# Is it possible to install lowering springs by yourself?



## montana (Nov 12, 2010)

70AARCUDA said:


> ...yes, it's "possible" to do yourself, but you'll need _special_ coil-compression tools, which most DIY'ers don't have.
> 
> ...however, almost any reputable service shop will usually have such coil-compression tools.
> 
> ...


!! Hose Clamps!! that's REALLY dangerous. glad your still alive to post here hahaa.

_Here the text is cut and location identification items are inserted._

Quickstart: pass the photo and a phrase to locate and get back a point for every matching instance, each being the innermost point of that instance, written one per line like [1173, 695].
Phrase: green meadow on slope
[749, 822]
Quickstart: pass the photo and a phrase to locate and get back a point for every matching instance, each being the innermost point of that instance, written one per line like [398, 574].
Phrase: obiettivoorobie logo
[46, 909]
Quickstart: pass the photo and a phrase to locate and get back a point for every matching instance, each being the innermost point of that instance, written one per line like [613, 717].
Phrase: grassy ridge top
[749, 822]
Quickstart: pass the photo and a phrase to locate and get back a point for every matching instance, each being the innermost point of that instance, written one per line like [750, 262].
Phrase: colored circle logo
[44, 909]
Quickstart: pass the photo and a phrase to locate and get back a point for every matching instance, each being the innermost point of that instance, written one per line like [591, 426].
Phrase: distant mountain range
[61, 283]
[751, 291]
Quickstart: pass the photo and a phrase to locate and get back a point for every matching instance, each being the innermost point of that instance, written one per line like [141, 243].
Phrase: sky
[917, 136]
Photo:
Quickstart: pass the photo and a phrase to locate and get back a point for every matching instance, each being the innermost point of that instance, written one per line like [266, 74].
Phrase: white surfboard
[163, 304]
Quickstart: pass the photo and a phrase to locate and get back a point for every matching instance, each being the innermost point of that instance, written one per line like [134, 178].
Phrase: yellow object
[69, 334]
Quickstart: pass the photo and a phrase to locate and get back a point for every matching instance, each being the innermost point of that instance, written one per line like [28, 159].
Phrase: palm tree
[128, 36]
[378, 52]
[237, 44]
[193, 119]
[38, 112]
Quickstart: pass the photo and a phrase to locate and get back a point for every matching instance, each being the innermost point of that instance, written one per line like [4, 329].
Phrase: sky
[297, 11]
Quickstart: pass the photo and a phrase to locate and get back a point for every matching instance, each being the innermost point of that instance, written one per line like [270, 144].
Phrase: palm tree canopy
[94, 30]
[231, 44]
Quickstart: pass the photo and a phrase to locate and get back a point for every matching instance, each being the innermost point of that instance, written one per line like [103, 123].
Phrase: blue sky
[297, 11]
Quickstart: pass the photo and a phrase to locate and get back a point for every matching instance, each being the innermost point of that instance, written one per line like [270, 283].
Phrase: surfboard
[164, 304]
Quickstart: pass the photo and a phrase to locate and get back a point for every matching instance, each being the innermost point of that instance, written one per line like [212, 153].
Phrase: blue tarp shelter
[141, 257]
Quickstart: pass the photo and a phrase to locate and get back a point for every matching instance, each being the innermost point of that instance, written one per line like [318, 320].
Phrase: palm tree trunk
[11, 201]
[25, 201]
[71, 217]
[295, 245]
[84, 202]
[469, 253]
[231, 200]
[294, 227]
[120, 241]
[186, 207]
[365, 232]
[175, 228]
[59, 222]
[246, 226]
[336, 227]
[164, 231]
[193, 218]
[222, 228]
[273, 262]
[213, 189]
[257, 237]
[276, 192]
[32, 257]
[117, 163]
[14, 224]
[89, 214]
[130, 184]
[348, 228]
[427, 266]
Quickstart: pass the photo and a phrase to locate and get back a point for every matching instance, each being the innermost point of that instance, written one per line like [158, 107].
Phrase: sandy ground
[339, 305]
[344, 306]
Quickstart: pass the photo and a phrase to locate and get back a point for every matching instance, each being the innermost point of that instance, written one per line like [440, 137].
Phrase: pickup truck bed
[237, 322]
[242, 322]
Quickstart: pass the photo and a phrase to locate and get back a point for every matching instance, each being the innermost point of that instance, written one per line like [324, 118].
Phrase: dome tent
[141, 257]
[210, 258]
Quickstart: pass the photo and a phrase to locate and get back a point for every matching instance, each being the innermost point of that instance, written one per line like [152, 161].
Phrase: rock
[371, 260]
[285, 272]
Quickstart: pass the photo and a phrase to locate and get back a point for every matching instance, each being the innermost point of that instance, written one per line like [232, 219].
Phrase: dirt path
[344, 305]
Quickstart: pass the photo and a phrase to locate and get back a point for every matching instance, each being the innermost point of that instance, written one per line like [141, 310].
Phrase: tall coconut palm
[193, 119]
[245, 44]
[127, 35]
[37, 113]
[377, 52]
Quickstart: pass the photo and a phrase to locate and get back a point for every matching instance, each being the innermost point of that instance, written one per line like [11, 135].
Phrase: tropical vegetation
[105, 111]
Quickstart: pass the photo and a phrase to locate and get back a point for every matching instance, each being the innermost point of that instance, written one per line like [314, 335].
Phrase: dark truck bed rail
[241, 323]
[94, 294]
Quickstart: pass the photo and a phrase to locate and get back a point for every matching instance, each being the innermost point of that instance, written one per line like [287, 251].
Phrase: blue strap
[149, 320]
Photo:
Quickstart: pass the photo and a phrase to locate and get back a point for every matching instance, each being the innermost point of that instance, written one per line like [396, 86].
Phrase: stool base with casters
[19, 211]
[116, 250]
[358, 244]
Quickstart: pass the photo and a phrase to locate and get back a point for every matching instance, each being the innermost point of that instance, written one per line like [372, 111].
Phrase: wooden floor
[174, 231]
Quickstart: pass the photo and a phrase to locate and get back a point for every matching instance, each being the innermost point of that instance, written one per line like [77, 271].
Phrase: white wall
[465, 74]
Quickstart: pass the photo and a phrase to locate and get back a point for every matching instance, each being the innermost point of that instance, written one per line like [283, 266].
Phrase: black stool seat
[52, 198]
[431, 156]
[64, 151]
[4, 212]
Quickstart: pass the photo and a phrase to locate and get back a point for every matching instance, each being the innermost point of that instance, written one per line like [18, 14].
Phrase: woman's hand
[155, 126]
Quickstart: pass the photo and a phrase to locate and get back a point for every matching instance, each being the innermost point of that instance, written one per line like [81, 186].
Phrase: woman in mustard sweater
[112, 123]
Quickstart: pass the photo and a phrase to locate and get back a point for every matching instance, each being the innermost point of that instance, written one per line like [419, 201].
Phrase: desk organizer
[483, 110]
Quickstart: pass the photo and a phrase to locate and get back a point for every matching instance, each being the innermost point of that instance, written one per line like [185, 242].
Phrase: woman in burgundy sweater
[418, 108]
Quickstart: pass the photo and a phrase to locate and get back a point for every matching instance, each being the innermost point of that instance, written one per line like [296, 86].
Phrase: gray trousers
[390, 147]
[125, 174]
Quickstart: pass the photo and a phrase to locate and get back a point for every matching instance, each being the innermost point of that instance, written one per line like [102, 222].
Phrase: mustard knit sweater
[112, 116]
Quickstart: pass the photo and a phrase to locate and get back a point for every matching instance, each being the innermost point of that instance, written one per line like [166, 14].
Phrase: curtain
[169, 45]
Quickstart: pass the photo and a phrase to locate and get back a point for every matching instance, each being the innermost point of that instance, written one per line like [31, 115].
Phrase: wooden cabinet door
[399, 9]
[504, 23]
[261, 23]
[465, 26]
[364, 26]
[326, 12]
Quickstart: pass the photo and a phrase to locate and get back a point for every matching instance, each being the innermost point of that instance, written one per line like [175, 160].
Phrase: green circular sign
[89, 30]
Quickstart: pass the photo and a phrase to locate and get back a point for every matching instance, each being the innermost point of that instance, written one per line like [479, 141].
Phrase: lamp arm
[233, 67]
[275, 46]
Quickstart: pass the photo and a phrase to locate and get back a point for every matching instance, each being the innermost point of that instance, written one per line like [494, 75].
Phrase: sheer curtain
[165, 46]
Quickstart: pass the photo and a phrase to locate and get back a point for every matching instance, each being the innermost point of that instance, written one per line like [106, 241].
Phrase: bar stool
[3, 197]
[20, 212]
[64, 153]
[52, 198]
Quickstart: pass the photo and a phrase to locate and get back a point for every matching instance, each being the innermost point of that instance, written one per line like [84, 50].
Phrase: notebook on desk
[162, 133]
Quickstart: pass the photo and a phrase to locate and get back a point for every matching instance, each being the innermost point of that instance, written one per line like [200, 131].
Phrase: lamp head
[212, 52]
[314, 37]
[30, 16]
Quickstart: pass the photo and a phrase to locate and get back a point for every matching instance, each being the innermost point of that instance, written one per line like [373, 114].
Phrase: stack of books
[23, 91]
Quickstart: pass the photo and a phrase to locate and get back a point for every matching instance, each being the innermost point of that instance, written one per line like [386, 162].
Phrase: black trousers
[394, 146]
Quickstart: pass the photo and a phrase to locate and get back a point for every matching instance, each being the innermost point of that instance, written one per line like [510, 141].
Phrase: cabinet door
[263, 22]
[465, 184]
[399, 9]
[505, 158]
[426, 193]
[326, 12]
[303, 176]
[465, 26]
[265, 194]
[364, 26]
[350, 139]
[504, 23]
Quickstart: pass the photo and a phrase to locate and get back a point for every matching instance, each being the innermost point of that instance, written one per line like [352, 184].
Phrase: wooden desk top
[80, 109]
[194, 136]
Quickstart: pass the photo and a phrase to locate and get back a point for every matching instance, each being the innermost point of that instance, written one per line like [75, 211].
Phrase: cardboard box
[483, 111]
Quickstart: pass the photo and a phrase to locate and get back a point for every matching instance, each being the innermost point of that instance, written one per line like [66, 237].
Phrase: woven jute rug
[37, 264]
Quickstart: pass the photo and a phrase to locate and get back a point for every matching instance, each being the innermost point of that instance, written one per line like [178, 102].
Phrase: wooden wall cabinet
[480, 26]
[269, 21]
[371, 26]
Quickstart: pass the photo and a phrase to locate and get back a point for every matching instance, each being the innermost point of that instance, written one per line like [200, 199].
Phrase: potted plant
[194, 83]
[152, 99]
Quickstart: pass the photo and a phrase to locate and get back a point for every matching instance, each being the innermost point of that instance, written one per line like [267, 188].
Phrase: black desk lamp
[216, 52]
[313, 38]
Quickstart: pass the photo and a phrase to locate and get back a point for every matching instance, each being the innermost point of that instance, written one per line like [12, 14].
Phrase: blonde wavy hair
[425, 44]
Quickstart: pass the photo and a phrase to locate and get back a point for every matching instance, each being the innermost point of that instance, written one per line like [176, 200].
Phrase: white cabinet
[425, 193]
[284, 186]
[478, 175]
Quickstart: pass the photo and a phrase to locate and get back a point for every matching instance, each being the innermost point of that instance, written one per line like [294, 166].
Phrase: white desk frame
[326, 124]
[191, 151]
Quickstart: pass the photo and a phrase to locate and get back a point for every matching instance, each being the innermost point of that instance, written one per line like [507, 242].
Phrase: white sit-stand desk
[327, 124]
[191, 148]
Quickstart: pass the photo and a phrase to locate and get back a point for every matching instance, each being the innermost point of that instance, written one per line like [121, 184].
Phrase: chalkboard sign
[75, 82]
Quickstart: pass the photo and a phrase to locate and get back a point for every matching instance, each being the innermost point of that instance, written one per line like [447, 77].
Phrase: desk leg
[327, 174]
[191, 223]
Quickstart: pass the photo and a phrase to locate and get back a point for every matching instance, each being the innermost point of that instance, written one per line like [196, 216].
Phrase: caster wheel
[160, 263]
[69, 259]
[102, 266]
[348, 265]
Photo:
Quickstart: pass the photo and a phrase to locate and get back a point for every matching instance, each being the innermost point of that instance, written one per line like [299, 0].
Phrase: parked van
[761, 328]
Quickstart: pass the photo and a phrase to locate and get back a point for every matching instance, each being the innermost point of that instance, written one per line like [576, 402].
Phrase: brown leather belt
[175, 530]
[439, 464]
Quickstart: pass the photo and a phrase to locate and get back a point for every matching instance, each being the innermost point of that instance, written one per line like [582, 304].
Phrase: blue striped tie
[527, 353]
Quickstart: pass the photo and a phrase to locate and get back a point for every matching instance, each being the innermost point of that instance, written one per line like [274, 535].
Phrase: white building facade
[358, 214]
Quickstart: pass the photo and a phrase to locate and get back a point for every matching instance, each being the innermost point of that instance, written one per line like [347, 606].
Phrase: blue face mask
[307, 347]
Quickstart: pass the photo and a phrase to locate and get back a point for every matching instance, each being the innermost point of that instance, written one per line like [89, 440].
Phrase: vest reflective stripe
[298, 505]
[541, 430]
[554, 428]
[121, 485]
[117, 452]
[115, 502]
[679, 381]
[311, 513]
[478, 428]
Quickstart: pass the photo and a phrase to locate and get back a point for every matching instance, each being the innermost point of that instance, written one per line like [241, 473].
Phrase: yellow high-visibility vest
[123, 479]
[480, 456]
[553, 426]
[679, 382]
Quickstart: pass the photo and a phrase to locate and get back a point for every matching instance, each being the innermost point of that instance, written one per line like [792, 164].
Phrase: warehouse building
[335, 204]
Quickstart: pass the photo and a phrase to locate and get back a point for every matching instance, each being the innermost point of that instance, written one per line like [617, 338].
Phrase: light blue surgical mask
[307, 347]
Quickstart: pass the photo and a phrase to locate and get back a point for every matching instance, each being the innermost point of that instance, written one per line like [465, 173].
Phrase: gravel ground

I might or might not do the coil spring DIY, all depends if i can rent a coil spring compressor.


----------



## shawn672 (Oct 31, 2010)

Autozone will rent you a spring compressor for free, just a deposit down. I think some Pepboys will even do the same for a nominal fee

You can install your own springs, I'd say it requires a 6/10 on the mechanical skill factory just for the sheer level of harm you potentially can do to yourself or your car if the spring isnt compressed/decompressed properly. The rear end should only take about 20mins but front may take up to an hour


----------



## TurboTechRacing (Nov 3, 2010)

I would say most do the job themselves, just take it after the install to get an alignment.


----------



## Cruzer (Oct 18, 2010)

If this would be your first time working on your car I would suggest to take it to a professional as there is a decent amount of danger. If you are familiar with working with your hands and mechanical stuff then you should be okay.


----------